In her qualifying speech, Murrill said she would use the office to fight crime in Louisiana and touted her experience as solicitor general in assisting hundreds of local investigations and prosecutions across the state. 

“Our investigations unit has statewide authority to investigate crime across the state,” Murrill said. “What we don’t have is the ability to bring those prosecutions independently … We can provide a role in supporting and assisting them.”

A reporter asked Murrill why crime is still high if she already has the authority to investigate local crimes and assist with prosecutions. Murrill blamed it on a lack of resources for local prosecutors and law enforcement agencies.

Murill was also asked why neither she nor her boss, Attorney General Jeff Landry, have assisted in the investigation and prosecution of the five white police officers involved in the 2019 beating death of Black motorist Ronald Greene.

“That case is being prosecuted by a different district attorney, and I don’t believe that it’s in our office, and it’s certainly not in my particular role as solicitor general right now,” she said. “So I couldn’t speak to that.”

Accompanying Cheek to qualify Wednesday was Louisiana Democratic Party executive director Katie Bernhardt, apparently an indication she will have the organization’s backing in the statewide race.


Candidates for state treasurer include Democrat Dustin Granger of Lake Charles and Republicans John Fleming, a former congressman from Minden and state Rep.

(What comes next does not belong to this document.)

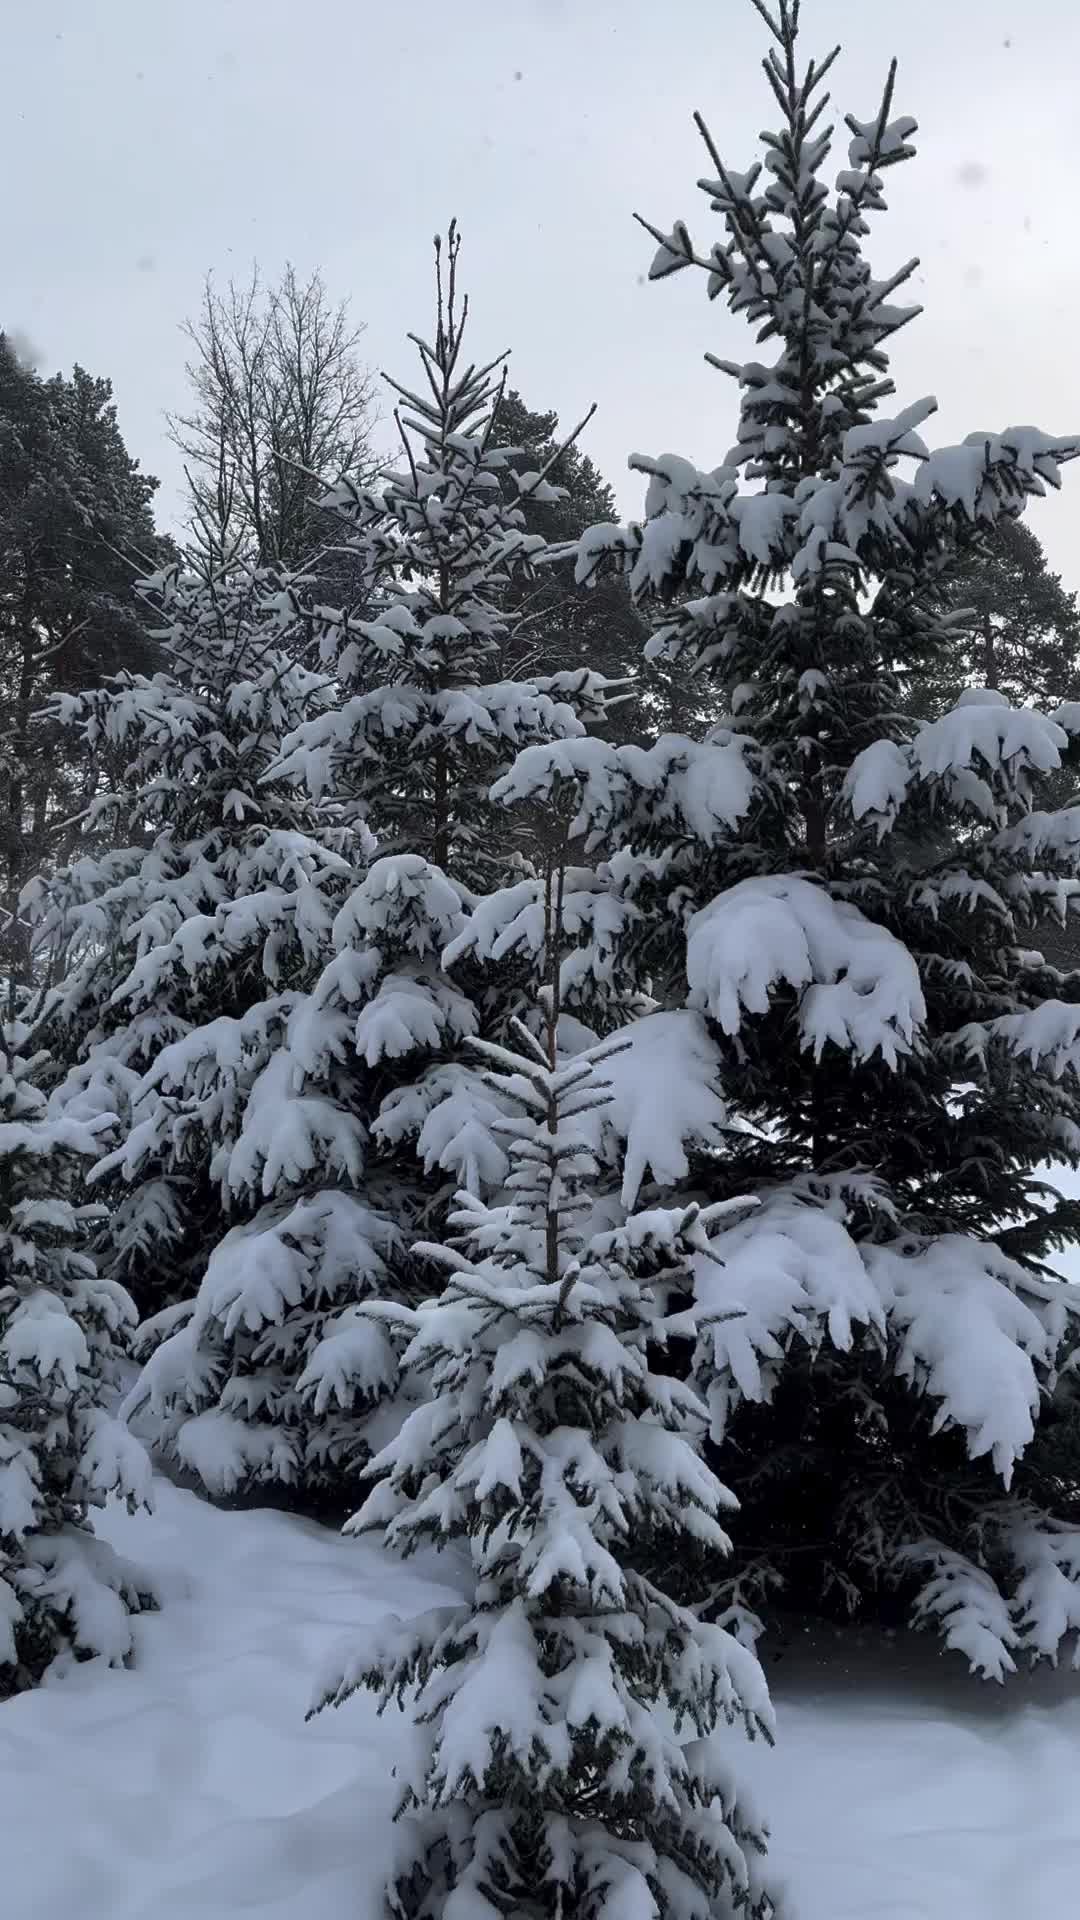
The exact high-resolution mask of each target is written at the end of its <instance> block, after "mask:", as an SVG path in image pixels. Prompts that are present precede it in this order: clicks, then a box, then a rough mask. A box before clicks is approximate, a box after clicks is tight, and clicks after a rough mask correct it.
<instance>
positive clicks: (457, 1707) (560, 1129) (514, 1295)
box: [313, 870, 774, 1920]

Scott McKnight of Baton Rouge, all of whom qualified on Tuesday. 

Insurance commissioner

No new candidates have joined the field since Baton Rouge insurance professionals Tim Temple, a Republican, and Rich Weaver, a Democrat, qualified Tuesday.

Agriculture commissioner

Republican incumbent Mike Strain of Covington has yet to draw opposition since qualifying Tuesday.